From literature reviews, case reports, and book chapters on this subject, we have come to some conclusions. First, topical ocular chloramphenicol “possibly” can cause blood dyscrasias and aplastic anemia, and the latter is frequently fatal. This is different from our previous designation as “probable” using WHO criteria in prior publications. Second, it is not possible to quantify the risk, although it appears to be very rare. Quoted incidence is 1 in 1 000 000; however, these data are based on a very small number of case reports. Third, it is likely that there are genetically susceptible individuals to this idiosyncratic reaction, and it is not possible to identify who these subjects are. Fourth, if American medicine continues to tilt towards more socialized care and some medications are not available based on cost alone, drugs like chloramphenicol eye drops could be considered as a viable treatment option. Finally, it may be too late to bring chloramphenicol eye drops back into the American market; however, in the future, it would behoove clinicians and regulatory agencies to act rationally and not change prescribing habits based on single case reports or small case series.

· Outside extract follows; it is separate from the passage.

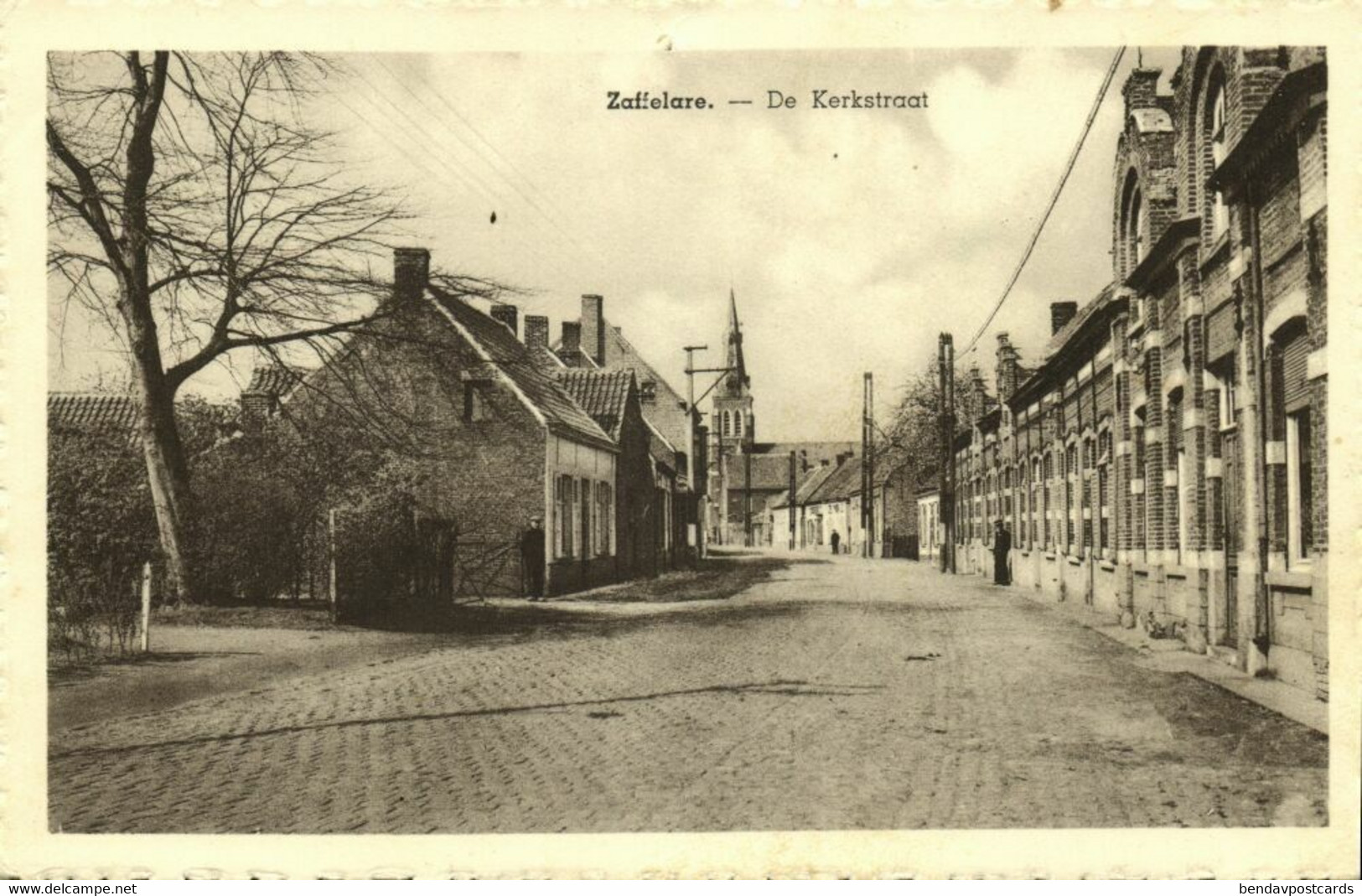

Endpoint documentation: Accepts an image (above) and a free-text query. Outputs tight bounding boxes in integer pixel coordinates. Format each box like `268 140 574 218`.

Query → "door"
1220 432 1244 647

Clinicians have the responsibility of making risk-benefit decisions multiple times a day. The medical-legal risk of prescribing topical ocular chloramphenicol exists because a patient could develop a blood dyscrasia temporally related to when the topical eye drops were prescribed. It is the authors’ opinion that this association cannot be proven beyond stating that it is “possible,” and there is no way to screen for who may and may not be susceptible to this adverse reaction. It is the duty of the prescribing physician to act in his or her patient’s best interest, and personal judgment, best available evidence, awareness of epidemiology of disease, and following the “good medical practice” rule will enable us to keep these decisions in perspective.